After that, it is just doing the work every day to enable that to happen. Attitude is everything if you want to stay Whole, and if you cannot maintain an attitude of healing and acceptance, then more head and heart work is necessary to reach that peace, and get on with your life.

Every mind, body and spirit is different. Comparing ourselves to each other can be very frustrating. Wanting 100% health is probably unrealistic, except fleetingly. Reaching a point where we can say, "This is 'good enough'. If it gets better than this I will be over the moon", is very satisfying.

The other alternative is to chuck in the towel and walk through that Surgery Door into irreversible uncertainty. We all face this choice every day, and will for the rest of our lives.

Pep talk over!

Louise

Yes, Jacqui, estrogen is lowest at day one (menstruation) of the menstrual cycle. Check out this link:

http://lichensclerosisanswers.com/download/lichen_sclerosis_new_hope.pdf

for a primer on the menstrual cycle, but also for a clue about what else may be causing the irritation. There is a continuum of vulva issues, from mild to severe, and it’s important that all women realize how common these conditions are. After hysterectomy women are much more prone to high levels of LH than problems with cyclical estrogen.
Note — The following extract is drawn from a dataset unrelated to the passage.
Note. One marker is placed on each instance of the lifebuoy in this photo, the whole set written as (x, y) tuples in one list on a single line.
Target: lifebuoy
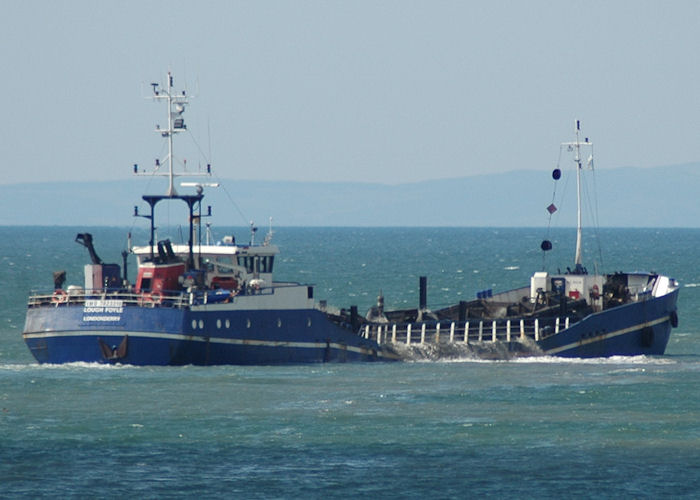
[(151, 298), (673, 318), (59, 297)]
Thank you for your honesty of expression regarding youth and loss. I agree, 40+ was the best! Your heartfelt words about your dd struck a deep chord with me and I hope I can share something and have it be okay. My thoughts have absolutely nothing to do with you personally, but are merely reflections of my own knowledge and experience.

Our oldest fairy tales warn of the dangers of women not being willing or able to surrender the powers of beauty and youth. As you say, our culture does nothing to help women accept change, but rather fans the flames of jealously and narcissism that are so endemic in our time. Daughters need more than anything for their mothers to be friends. Not ‘girlfriends’, but mothers who are selfless enough to be able to stand outside themselves to really see and care about their daughters well-being.

Without this bond of trust and love, girls are at a huge disadvantage. Personal power equates with a healthy sense of self and the mother-daughter relationship is at the core of that process. It’s the greatest treachery to have a mother who, instead of celebrating her daughter’s beauty and exuberance, harbors jealousy and duplicity. Of course there is a huge spectrum of such feelings, a certain amount of which can probably be considered “normal”. The problem is, very little stands in the way between a wounded daughter and a patriarchal culture that is economically driven to “cure”, “protect”, “improve”, and “perfect” her.

I’m quite certain a line can be drawn between the wounded daughter > menstrual difficulties > hysterectomy. This is not the only path to hysterectomy, but the most tragic one, and the antidote is stronger bonds between females, especially mothers and daughters.

I dedicate this post to the beauty, grace and strength of our daughters. May they change the world!

Christine

Great to hear that your dd is walking tall too! Helping girls return to their native form is a great gift - good work, mum!

Hi Louise,
While looking through posts I found your pep talk from 2009. Really needed that today.